Former McKesson CEO Mark Pulido, who was de-pantsed by Charlie McCall into paying $14 billion for the book-cooking HBOC and fired six months later when the accounting scandal story broke, now works for an investment company … advising them about acquisition opportunities. Maybe Charlie should emerge from seclusion to sell him something else, like his new company, Hazmat Systems.
The White Stone Group’s newsletter (warning: PDF) not only has an interesting case study from West Jefferson Medical Center (LA), but also a recipe for hot fudge cake. They’ll be at HFMA, but probably without the cake.
I was Googling some old acquaintances and noticed that Wayne Miller is now with Vitalize Consulting Solutions in their McKesson practice. That led me to snoop around the website of some other HIStalk sponsors to see what’s happening, so I noticed that Intellect Resources has a weekly newsletter for job seekers (news and position listings). Hayes Management Consulting has an online newsletter.

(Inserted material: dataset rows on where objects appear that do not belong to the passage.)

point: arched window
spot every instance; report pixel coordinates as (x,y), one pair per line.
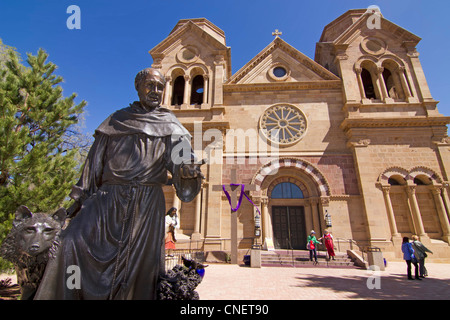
(286,190)
(198,84)
(178,91)
(369,88)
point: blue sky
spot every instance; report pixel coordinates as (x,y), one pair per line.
(100,61)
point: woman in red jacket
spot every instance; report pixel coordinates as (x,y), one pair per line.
(328,243)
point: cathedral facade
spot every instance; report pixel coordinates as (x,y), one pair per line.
(350,141)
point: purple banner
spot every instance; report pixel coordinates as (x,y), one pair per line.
(240,197)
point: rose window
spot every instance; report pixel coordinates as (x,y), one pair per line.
(283,124)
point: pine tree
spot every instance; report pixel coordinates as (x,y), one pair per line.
(37,168)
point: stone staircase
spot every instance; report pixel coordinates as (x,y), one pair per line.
(300,258)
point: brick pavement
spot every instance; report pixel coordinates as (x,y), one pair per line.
(232,282)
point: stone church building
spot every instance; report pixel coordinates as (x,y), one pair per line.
(351,140)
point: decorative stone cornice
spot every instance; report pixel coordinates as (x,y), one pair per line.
(303,85)
(420,121)
(359,143)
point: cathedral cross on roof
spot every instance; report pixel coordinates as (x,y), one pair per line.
(277,33)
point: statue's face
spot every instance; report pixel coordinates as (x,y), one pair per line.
(150,91)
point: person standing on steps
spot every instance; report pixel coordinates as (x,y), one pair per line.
(311,246)
(410,258)
(421,253)
(328,243)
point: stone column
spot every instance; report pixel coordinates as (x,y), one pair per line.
(176,201)
(187,90)
(267,231)
(384,94)
(445,198)
(360,83)
(308,217)
(168,92)
(205,89)
(390,211)
(315,215)
(198,205)
(405,86)
(415,211)
(440,206)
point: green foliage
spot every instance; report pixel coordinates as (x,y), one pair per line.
(37,167)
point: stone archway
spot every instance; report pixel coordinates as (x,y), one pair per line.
(310,208)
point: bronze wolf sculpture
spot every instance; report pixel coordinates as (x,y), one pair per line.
(29,244)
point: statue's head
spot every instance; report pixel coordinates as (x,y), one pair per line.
(150,84)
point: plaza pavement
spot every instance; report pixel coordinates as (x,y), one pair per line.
(233,282)
(238,282)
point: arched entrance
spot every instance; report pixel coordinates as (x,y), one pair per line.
(288,216)
(294,195)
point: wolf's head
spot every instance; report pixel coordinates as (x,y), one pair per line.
(32,234)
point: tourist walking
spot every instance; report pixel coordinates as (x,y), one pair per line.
(328,237)
(410,258)
(420,252)
(311,246)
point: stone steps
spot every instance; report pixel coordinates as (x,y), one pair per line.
(300,258)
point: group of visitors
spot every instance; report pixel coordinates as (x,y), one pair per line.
(414,253)
(312,243)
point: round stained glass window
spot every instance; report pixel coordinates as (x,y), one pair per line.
(283,124)
(279,72)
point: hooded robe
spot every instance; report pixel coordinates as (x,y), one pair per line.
(117,236)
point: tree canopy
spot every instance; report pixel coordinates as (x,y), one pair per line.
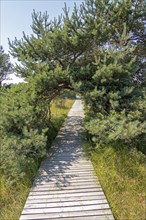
(98,51)
(5,65)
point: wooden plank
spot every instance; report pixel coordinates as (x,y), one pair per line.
(66,215)
(68,191)
(65,204)
(66,209)
(73,199)
(66,186)
(65,195)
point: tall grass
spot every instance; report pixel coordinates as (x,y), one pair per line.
(12,198)
(121,172)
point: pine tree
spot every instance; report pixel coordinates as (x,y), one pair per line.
(5,65)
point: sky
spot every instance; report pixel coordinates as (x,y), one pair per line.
(15,17)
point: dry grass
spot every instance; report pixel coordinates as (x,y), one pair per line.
(121,172)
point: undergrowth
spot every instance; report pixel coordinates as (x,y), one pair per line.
(13,197)
(121,172)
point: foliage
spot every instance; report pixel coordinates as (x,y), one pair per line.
(13,193)
(5,65)
(97,51)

Providence Portland Medical Center (OR) implements real-time locating of periop personnel and equipment from Sonitor Technologies and PCTS’s Amelior OR Tracker.
I was reading an article about software that users truly hate. My list: (5) SmartFTP. (4) QuickBooks. (3) Internet Explorer. (2) Windows Vista. (1) Lotus Notes. For me hate to software, it has to be a resource hog, counterproductive to what I want to do, and illogically designed by an arrogant company. I know a few healthcare apps that could have made the list from what I’ve seen firsthand, but I don’t use them enough to hate them.